When one s, three p and two d orbitals mix, it forms six identical hybrid orbitals called \[s{{p}^{3}}{{d}^{2}}\] hybridization.
Similarly, on mixing one s and three p orbitals, three identical hybrid orbitals are formed called \[s{{p}^{3}}\] hybridization.

Complete step by step answer:
Let’s find the hybridization of \[Cr{{O}_{4}}^{2-}\], we know the atomic number of chromium is 24 and its electronic configuration is [Ar] \[4{{s}^{1}}3{{d}^{5}}\], it is half filled and more stable.
We know that the oxidation state of Oxygen is -2.
Let us assume the oxidation state of Chromium in this compound to be x.
\[\begin{align}
  & x+4\times (-2)=-2 \\
 & x=+6 \\
\end{align}\]
So, the oxidation state of Chromium is +6.
With the oxidation state of +6 the electronic configuration becomes [Ar] \[4{{s}^{0}}3{{d}^{0}}\]
Now, the \[C{{r}^{+6}}\] ion contains 4s and 3d vacant orbitals.
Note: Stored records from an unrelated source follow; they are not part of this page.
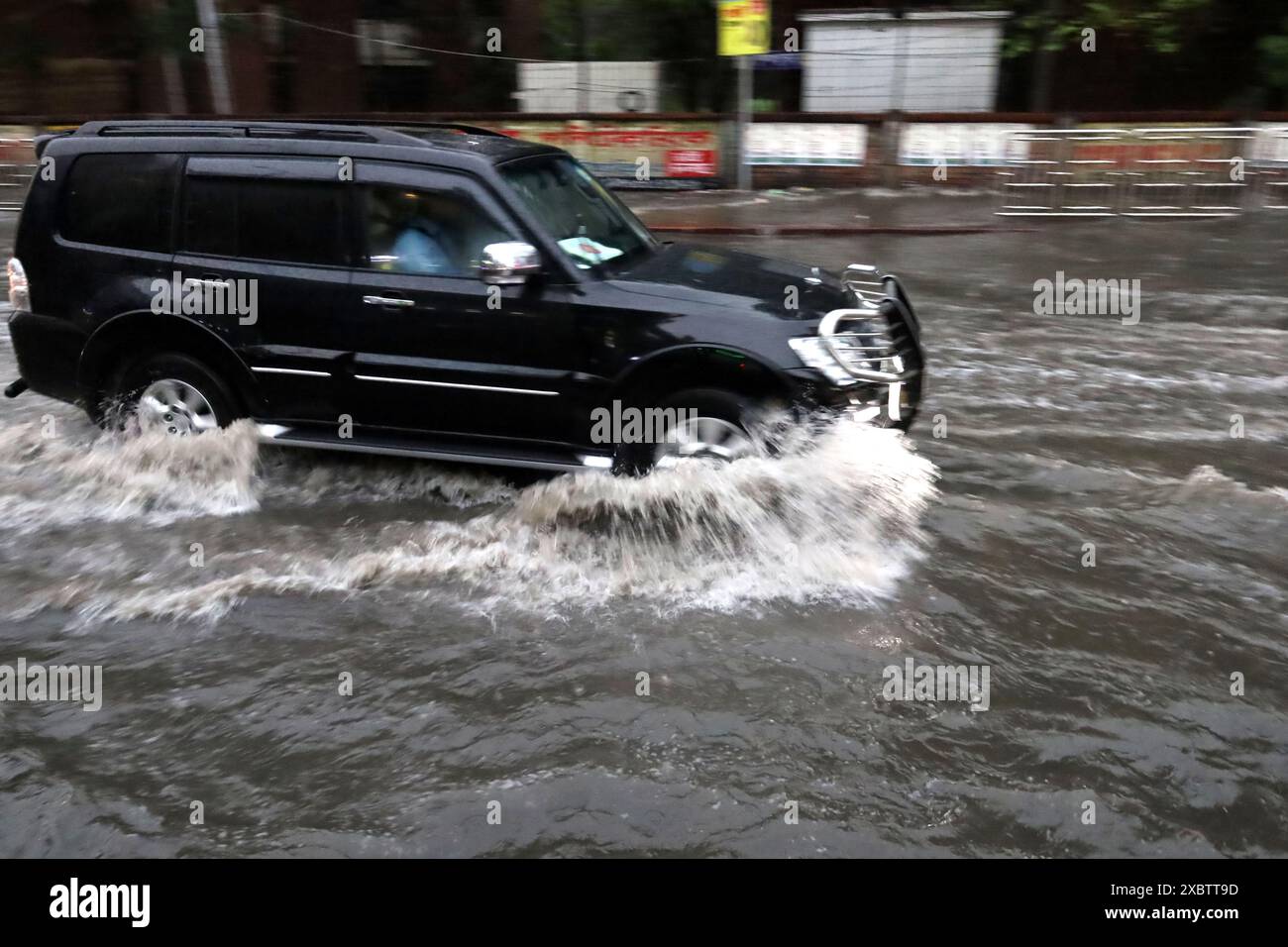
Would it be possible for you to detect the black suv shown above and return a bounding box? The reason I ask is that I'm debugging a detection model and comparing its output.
[7,121,922,472]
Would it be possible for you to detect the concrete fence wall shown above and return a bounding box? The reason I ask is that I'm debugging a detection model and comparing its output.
[0,112,1288,209]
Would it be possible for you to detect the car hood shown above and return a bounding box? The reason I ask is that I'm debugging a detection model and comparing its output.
[613,244,854,320]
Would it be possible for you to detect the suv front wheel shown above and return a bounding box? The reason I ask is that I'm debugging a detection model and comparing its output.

So, one 4s and three 3d orbitals of \[C{{r}^{+6}}\] ion combine to give four \[{{d}^{3}}s\] hybridized orbitals.
Thus, each \[C{{r}^{+6}}\] ion in \[CrO_{4}^{2-}\] ion is \[{{d}^{3}}s\] hybridized.

While writing, the hybridization ‘d’ is written first when the inner d orbitals are involved in the hybridization.
It has no unpaired electron, therefore, it is diamagnetic in nature. One of the four oxide ions, shares both the \[C{{r}^{+6}}\] ions.
In \[Cr{{O}_{4}}^{2-}\], only three of the five molecular orbitals are used for hybridization and are used for bonding, which means that the four oxygen atoms contribute or donate electrons to 3 orbitals only.
So, the correct answer is “Option A”.

Note: Students often get confused that the hybridization of Cr in \[Cr{{O}_{4}}^{2-}\] is \[s{{p}^{3}}\],But the correct hybridization for \[Cr{{O}_{4}}^{2-}\] is \[{{d}^{3}}s\]. It is formally a Chromium (VI) compound. Hence, there are no 3d electrons.